As part of the deal, the Japanese flag carrier is collaborating with the company to refine the aircraft design. It also has the option to purchase up to 20 Boom aircraft through a pre-order arrangement.
“We’ve been working with Japan Airlines behind the scenes for over a year now,” said Blake Scholl, founder and chief executive of Boom Supersonic.
“JAL’s passionate, visionary team offers decades of practical knowledge and wisdom on everything from the passenger experience to technical operations.
“We’re thrilled to be working with JAL to develop a reliable, easily-maintained aircraft that will provide revolutionary speed to passengers. Our goal is to develop an airliner that will be a great addition to any international airline’s fleet.”
The Boom aircraft is projected to be capable of speeds reaching Mach 2.2, or 1,451 mph, faster than Concorde’s Mach 2.0 and 2.6 times faster than any other airliners.
Its supersonic airliner is designed for routes up to 16,668 km (10,357 miles), but will need to refuel after 8,334 km (5,179 miles).
Writing in a blog post, Scholl said the backing from JAL was “not just a milestone for Boom, but one for civil aviation”.

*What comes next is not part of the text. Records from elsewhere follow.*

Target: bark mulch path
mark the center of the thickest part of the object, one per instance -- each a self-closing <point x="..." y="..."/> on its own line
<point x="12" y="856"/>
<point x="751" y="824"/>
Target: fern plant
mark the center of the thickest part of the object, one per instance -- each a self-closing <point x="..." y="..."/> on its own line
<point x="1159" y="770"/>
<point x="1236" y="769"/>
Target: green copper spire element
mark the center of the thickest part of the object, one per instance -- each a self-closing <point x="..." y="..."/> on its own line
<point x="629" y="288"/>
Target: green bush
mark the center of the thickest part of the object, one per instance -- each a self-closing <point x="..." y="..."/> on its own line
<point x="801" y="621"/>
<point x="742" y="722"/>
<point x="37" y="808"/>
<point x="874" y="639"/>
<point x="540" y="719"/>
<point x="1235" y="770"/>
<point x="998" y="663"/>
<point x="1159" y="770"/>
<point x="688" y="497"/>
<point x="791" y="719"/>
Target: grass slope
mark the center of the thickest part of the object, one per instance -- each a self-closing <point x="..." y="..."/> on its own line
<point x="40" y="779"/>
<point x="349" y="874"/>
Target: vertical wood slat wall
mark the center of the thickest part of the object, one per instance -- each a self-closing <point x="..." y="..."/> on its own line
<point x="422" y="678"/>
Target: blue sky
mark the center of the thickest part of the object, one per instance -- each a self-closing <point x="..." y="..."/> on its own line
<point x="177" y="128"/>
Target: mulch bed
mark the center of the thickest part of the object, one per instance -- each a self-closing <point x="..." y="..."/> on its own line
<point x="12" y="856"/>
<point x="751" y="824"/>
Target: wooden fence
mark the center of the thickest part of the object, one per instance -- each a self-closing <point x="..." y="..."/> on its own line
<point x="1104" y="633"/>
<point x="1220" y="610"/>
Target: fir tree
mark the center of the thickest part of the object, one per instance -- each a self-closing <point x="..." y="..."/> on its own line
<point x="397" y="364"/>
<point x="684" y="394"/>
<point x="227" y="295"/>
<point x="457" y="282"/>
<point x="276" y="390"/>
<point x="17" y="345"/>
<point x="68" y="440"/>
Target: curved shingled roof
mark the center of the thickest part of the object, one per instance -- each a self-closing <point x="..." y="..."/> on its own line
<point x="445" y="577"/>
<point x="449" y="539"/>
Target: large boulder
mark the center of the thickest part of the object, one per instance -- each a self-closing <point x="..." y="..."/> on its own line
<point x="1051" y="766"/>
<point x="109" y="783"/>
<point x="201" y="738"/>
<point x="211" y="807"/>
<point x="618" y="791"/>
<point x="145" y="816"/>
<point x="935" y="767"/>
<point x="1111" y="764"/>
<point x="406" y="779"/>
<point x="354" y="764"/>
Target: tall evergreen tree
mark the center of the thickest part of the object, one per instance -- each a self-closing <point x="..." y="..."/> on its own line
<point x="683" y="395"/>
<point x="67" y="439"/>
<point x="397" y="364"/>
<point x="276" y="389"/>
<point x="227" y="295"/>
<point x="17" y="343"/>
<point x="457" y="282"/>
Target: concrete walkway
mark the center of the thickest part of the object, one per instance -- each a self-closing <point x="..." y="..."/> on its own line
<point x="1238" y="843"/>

“JAL is the first airline in history to make a material financial commitment to a faster future,” he added.
“Concorde had dozens of pre-orders — but none carried any financial commitment, and ultimately British Airways and Air France got their Concordes for just £1 apiece.”
Earlier this year, Boom completed a $33m Series A funding round. Participants in the syndicate included 8VC, Caffeinated Capital, Palm Drive Ventures, RRE Ventures, and Y Combinator's Continuity Fund. Sir Richard Branson's Virgin Group is also a backer.
Since the unveiling of the XB-1 demonstrator in November 2016, the Boom team has been engaged in extensive wind tunnel tests at the Walter H. Beech Wind Tunnel at Wichita State University’s National Institute for Aviation Research.
Boom is also developing hardware for the plane’s first flight with support from partners at Honeywell, Tencate and Blue Force.
Scholl, a qualified pilot, made his name founding Amazon’s Automated Advertising team, which became a $300m business function. Ahead of speaking at Routes Americas 2017 in Las Vegas, he told Routesonline that 500 routes around the world have enough traffic for supersonic service.